The number of Covid-19 deaths registered in England and Wales continues to remain low, with no evidence yet of the impact of the latest rise in infections.
A total of 264 deaths registered in the seven days to June 17 mentioned coronavirus on the death certificate, according to the Office for National Statistics (ONS).
This is down slightly from 284 deaths in the previous week and remains well below the 1,125 recorded in the peak week of the Omicron BA.2 wave of infections earlier in the year.
The current wave is being driven by the newer variants BA.4 and BA.5, which now make up more than half of all new Covid-19 cases in England.
The BA.5 variant is thought to be growing approximately 35% faster than BA.2, while BA.4 is growing 19% faster – meaning it is likely that BA.5 will soon become the dominant Covid-19 variant in the country.
But there is “currently no evidence” that the two variants cause more serious illness than previous variants, according to early research from the UK Health Security Agency (UKHSA).
Infections in all four nations of the UK are rising, with levels in England back to where they were at the end of April.
The number of people in hospital in England who have tested positive for Covid-19 is also continuing to increase, in further evidence of the growing prevalence of the virus.
Some 7,822 patients in England had Covid-19 on June 27, up 37% on the previous week, NHS figures show.
It is the highest total for nearly two months but is still some way below the peak of 16,600 patients during the Omicron BA.2 wave.
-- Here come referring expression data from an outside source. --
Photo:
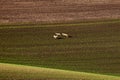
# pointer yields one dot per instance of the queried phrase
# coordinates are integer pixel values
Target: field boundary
(59, 24)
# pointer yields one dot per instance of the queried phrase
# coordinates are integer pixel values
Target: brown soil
(12, 11)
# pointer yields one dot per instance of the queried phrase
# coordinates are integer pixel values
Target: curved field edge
(13, 71)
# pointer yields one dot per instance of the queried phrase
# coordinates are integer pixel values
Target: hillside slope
(12, 11)
(21, 72)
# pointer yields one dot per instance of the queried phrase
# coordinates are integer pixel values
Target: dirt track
(57, 10)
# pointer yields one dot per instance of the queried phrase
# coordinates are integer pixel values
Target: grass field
(93, 48)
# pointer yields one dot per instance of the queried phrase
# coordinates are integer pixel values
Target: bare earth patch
(12, 11)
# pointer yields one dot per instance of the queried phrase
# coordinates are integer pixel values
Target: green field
(93, 48)
(21, 72)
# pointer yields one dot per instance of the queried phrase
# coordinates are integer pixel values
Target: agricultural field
(26, 11)
(94, 48)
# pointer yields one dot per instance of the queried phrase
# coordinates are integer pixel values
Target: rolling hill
(29, 11)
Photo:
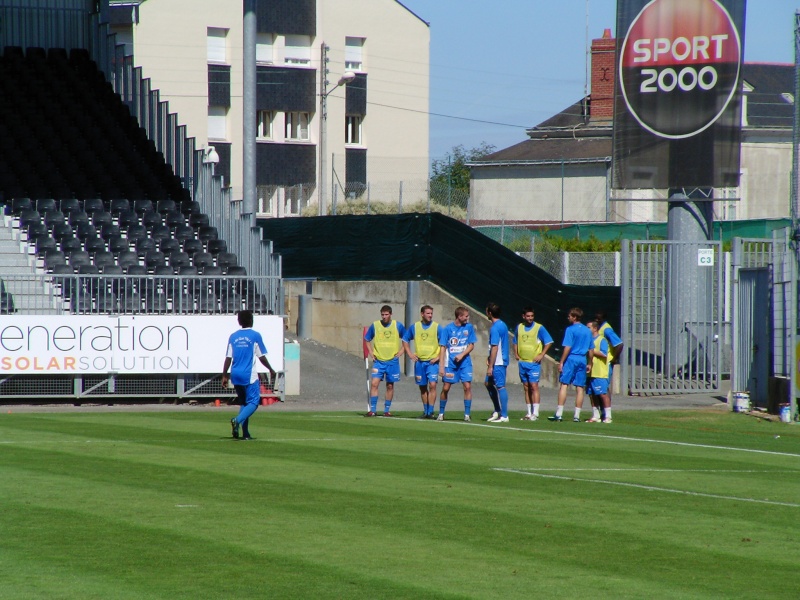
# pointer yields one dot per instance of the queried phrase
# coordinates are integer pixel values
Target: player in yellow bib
(598, 370)
(530, 342)
(425, 335)
(384, 339)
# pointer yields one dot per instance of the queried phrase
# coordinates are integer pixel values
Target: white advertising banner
(125, 344)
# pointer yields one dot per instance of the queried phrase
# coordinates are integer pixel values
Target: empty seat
(217, 246)
(118, 205)
(67, 245)
(18, 205)
(106, 302)
(46, 205)
(198, 220)
(174, 219)
(118, 244)
(207, 233)
(143, 206)
(127, 218)
(27, 217)
(226, 259)
(69, 205)
(104, 258)
(91, 205)
(179, 259)
(78, 216)
(192, 245)
(62, 231)
(152, 219)
(144, 245)
(94, 244)
(169, 245)
(127, 258)
(101, 218)
(85, 230)
(202, 259)
(165, 206)
(54, 217)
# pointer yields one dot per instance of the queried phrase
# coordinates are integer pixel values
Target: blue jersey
(579, 338)
(244, 347)
(370, 335)
(455, 340)
(498, 336)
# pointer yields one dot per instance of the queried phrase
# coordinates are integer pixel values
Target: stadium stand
(97, 205)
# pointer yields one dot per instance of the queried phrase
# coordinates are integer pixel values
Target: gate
(671, 316)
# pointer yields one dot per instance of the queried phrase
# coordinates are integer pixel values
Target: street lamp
(346, 78)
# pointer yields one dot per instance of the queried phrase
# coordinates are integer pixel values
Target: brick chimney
(601, 100)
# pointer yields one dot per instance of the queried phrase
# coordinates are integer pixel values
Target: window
(354, 54)
(217, 45)
(352, 130)
(264, 122)
(296, 126)
(217, 123)
(264, 44)
(298, 50)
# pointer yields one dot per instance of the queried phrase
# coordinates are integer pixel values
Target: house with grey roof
(562, 172)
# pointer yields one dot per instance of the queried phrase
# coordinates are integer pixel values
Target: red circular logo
(679, 66)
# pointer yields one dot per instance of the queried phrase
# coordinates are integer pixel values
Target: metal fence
(672, 313)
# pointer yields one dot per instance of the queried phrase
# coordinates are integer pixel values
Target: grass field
(700, 504)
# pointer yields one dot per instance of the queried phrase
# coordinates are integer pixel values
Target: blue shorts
(425, 372)
(598, 386)
(498, 377)
(389, 369)
(462, 373)
(248, 394)
(529, 372)
(574, 371)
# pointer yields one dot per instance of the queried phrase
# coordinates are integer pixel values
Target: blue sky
(517, 62)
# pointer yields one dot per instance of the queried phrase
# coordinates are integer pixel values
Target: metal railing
(139, 294)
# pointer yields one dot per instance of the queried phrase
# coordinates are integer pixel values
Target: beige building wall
(170, 44)
(538, 194)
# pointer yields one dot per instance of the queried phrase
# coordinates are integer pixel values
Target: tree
(452, 172)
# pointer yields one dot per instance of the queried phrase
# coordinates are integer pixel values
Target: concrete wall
(340, 311)
(538, 193)
(170, 44)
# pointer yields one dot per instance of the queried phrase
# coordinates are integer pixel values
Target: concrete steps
(27, 284)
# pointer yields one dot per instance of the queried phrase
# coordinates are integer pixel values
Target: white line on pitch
(649, 488)
(627, 439)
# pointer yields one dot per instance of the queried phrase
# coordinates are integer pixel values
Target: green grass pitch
(151, 505)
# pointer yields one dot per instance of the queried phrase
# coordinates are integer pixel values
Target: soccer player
(457, 340)
(497, 364)
(577, 341)
(244, 348)
(385, 347)
(425, 335)
(531, 341)
(615, 347)
(598, 368)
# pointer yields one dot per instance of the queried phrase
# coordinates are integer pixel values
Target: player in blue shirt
(385, 343)
(425, 335)
(497, 364)
(577, 341)
(457, 340)
(244, 348)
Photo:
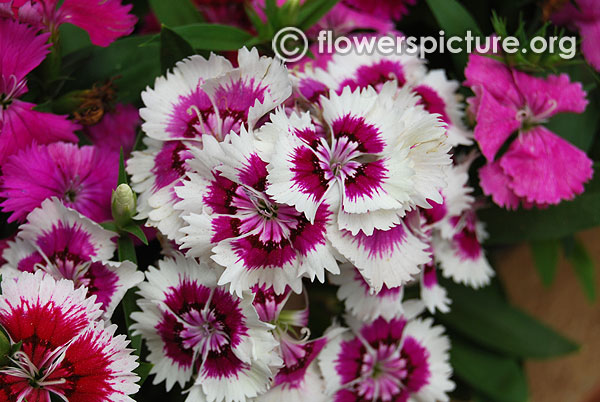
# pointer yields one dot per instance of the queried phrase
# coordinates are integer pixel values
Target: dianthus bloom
(388, 360)
(584, 15)
(82, 178)
(65, 244)
(257, 239)
(66, 352)
(198, 97)
(436, 93)
(371, 157)
(539, 168)
(104, 20)
(199, 333)
(22, 50)
(299, 378)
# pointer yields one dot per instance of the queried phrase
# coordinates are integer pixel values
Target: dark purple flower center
(378, 365)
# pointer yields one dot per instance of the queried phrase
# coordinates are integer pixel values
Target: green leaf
(72, 38)
(490, 321)
(455, 20)
(134, 67)
(312, 11)
(509, 227)
(213, 36)
(110, 225)
(578, 129)
(122, 171)
(176, 12)
(584, 268)
(173, 48)
(498, 377)
(129, 306)
(261, 28)
(126, 249)
(137, 232)
(545, 256)
(143, 370)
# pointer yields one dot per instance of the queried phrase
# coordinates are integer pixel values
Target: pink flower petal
(495, 124)
(546, 169)
(21, 126)
(104, 20)
(496, 183)
(21, 50)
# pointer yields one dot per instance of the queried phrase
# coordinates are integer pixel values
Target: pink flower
(257, 239)
(21, 50)
(200, 334)
(65, 244)
(104, 20)
(81, 177)
(584, 15)
(539, 167)
(66, 351)
(116, 129)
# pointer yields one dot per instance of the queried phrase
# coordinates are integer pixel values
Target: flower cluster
(264, 178)
(64, 349)
(264, 184)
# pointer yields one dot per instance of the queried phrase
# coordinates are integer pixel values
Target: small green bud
(123, 204)
(4, 348)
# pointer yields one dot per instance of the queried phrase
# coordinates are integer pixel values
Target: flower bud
(4, 348)
(123, 204)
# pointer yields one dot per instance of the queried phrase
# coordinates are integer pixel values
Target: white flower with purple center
(155, 172)
(440, 96)
(65, 244)
(455, 236)
(433, 296)
(198, 97)
(358, 71)
(211, 97)
(461, 256)
(367, 156)
(257, 240)
(390, 258)
(65, 351)
(299, 379)
(197, 330)
(361, 301)
(388, 360)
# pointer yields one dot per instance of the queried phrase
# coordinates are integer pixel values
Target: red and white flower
(66, 351)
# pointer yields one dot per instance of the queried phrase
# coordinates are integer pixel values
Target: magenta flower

Most hospital patients who test positive for Covid-19 are being treated primarily for something else, rather than the virus.
But they will need to be kept isolated from those patients who do not have Covid, putting extra pressure on hospital staff.
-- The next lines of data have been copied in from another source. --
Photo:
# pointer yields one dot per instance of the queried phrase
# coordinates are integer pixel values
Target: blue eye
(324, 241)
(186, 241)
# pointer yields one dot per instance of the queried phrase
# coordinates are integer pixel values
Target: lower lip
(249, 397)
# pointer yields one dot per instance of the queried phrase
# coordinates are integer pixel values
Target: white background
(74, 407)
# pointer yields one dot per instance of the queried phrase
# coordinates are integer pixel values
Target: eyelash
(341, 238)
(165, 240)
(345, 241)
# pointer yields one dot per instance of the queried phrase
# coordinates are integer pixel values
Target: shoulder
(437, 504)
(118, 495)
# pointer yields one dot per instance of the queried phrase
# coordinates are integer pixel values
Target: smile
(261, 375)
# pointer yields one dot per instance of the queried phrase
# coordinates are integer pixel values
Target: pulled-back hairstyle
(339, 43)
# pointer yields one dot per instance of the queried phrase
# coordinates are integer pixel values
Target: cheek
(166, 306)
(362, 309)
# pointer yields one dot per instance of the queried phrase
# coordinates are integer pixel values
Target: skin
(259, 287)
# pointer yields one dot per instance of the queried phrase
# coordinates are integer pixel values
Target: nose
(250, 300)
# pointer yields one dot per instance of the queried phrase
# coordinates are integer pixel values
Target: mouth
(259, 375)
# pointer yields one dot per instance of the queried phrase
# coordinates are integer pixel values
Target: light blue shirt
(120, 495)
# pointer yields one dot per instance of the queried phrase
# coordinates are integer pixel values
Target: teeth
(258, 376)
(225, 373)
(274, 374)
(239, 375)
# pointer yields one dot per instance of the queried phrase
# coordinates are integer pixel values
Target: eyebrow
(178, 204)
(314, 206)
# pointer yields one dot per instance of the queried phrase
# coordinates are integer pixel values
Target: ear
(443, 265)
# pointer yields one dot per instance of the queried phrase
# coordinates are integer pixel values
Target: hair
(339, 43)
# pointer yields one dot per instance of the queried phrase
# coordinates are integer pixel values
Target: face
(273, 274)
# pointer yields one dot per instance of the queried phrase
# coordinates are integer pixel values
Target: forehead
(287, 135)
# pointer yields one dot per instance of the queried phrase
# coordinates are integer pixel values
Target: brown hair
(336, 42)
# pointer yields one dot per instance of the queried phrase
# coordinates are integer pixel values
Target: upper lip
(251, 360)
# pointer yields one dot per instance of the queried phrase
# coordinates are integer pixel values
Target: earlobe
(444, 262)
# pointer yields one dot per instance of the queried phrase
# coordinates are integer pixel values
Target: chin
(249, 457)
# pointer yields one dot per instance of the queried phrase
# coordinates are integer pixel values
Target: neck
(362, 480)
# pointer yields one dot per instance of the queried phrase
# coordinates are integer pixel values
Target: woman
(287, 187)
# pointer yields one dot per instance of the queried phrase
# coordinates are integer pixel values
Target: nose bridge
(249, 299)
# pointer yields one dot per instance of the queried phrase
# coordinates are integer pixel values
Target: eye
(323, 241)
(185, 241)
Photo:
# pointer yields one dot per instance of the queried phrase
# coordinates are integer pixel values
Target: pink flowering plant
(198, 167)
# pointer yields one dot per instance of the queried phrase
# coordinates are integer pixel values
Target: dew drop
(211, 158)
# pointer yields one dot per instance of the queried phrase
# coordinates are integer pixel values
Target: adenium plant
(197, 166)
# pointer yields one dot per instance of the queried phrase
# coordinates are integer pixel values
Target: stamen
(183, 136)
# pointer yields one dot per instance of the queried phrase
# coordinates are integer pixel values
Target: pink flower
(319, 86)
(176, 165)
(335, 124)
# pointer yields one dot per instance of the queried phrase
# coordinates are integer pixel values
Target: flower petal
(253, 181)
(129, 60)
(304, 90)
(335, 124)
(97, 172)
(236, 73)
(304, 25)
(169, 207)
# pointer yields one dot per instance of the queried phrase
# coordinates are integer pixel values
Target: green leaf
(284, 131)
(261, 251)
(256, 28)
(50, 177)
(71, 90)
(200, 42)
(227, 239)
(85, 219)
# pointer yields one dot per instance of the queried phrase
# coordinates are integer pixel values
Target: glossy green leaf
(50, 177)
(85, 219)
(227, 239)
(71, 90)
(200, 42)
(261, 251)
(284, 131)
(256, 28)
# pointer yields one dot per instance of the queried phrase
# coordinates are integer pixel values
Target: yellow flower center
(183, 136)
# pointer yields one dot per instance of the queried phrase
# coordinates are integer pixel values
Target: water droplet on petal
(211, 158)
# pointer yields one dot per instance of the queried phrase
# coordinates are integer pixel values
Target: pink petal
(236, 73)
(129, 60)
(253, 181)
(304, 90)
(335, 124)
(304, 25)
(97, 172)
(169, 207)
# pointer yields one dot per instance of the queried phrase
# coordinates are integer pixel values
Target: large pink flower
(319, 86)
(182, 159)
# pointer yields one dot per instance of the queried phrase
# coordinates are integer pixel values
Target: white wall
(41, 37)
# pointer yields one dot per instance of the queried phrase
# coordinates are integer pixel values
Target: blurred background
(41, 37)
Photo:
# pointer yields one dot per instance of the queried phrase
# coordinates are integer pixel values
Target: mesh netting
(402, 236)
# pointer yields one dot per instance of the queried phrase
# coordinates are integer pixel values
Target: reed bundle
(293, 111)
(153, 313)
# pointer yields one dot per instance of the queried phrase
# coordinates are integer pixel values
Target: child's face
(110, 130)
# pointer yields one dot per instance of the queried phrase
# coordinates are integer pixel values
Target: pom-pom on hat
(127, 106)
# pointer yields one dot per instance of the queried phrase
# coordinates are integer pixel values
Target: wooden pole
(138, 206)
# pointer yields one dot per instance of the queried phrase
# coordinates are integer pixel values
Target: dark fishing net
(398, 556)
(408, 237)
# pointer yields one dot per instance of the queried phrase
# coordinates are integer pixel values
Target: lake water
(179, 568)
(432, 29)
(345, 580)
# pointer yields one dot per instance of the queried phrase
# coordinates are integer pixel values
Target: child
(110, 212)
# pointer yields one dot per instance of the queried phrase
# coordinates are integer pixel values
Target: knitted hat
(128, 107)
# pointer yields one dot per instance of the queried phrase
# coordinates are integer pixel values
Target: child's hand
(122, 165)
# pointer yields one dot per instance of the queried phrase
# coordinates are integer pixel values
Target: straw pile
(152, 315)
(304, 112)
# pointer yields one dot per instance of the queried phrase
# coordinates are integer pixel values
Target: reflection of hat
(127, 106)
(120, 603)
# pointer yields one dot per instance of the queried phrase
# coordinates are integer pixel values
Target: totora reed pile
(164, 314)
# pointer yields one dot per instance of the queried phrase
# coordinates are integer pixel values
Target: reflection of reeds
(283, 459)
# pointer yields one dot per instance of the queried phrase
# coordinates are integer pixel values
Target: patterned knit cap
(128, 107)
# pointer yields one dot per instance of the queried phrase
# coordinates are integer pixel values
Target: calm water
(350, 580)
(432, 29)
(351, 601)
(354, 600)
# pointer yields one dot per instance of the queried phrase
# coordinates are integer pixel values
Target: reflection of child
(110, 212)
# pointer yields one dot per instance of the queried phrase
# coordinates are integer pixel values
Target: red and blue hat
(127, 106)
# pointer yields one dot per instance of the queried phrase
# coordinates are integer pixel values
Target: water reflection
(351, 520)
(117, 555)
UKHSA chief medical adviser Professor Susan Hopkins said: “It is clear that the increasing prevalence of Omicron BA.4 and BA.5 are significantly increasing the case numbers we have observed in recent weeks.
“We have seen a rise in hospital admissions in line with community infections but vaccinations are continuing to keep ICU admissions and deaths at low levels.”
Death registrations are not likely to show any clear impact from the current rise in infections for several weeks, given the time it takes someone with the virus to become seriously ill.
In Wales, 417 hospital patients with Covid-19 were recorded on June 24, up 41% from the previous week.
Infections in Wales have climbed to levels last seen in early May.